Aaron Rodgers Hits Back At Critics Over IR Decision, COVID Vaccine Stance
Aaron Rodgers continues to be in the news, even though his season is officially over, thanks to the New York Jets' roster decision.
Rodgers has been rehabbing from his torn Achilles, and despite his initial hopes, wasn't healthy enough to be cleared to return to the field. The Jets though, decided to place him on the 53-man roster so that he could continue practicing. While perhaps beneficial, it took a spot away from someone on the fringes of the roster.
Unsurprisingly, given how sports media frequently criticizes him for virtually everything, he was hit hard for the roster choice.
But during his weekly appearance on The Pat McAfee Show, Rodgers said he had nothing to do with it; the Jets overruled what he wanted.
"I assumed I was gonna go on IR. I asked to be put on IR,” Rodgers said told McAfee. "There was a conversation ‘do you want to practice,’ and I said ‘not at the expense of somebody getting cut.’ I know how this works." He continued, "I didn’t feel like I needed to practice to continue my rehab. I could do on-the-field stuff on the side.
“But obviously I got overruled there, maybe it is what it is. That was an interesting situation. I called Nick right away, just said ‘I hope you know this isn’t coming from me. I asked them to put me on IR.'”
And he also had some thoughts on how sportswriters and their obsession with the COVID vaccine is playing a role too.

EAST RUTHERFORD, NJ - NOVEMBER 24: Aaron Rodgers looks on from the sideline during a game against the Miami Dolphins at MetLife Stadium. (Photo by Perry Knotts/Getty Images)
Aaron Rodgers Thinks His Stance On Medical Freedom Impacts Criticism
Rodgers explained that he believes a lot of the, inaccurate, critiques of his supposed stealing of a roster spot goes back to his decision in 2021 to not get the COVID vaccine.
“Before they talk, let’s go back to 2021 and let’s make people say their vax status to start,” Rodgers said. “That’ll frame all these comments in the right window.
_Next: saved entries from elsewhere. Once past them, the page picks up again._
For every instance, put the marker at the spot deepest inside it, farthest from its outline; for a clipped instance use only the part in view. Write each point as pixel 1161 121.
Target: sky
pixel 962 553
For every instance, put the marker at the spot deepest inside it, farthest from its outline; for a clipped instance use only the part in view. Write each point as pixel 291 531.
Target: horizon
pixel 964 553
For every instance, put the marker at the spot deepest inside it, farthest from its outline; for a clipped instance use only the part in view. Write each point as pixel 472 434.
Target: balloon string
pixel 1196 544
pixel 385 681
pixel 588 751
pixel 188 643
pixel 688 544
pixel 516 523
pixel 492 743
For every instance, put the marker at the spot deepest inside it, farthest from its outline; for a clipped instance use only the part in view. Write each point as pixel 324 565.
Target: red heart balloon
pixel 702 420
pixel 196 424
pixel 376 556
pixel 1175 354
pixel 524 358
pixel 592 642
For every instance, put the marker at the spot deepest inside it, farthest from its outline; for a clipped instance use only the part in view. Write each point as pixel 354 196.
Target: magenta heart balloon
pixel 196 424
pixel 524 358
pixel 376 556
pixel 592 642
Before they say something, let’s have them say, and ESPN is probably going to shut us off here, let’s have them say ‘hey, I’m so-and-so, double vaxxed with Pfizer and triple boosted, and my opinion is this guy is a bad guy because he just wanted to practice and took money away.’
“At least then you’d know, and everybody would know at that point, they have their puppet masters who are puppeteering them to say this certain thing about this guy, and they’re still upset about the fact that I believe in medical freedom. It’s the same tired narrative.”
And he certainly has a point. Prominent sports media commentators still bring up Rodgers' decision as a some kind of negative personality trait. Impressively, despite being repeatedly proven wrong about COVID over and over and over again, most NFL writers refuse to admit it.
Rodgers made a justifiable, easily defensible decision that had no impact on COVID spread on his team or around his family or others. But acknowledging that would undermine their reasoning and political ideologies, so it's discarded or ignored.
But that doesn't change reality. They were wrong about COVID vaccines, and wrong about the IR roster decision.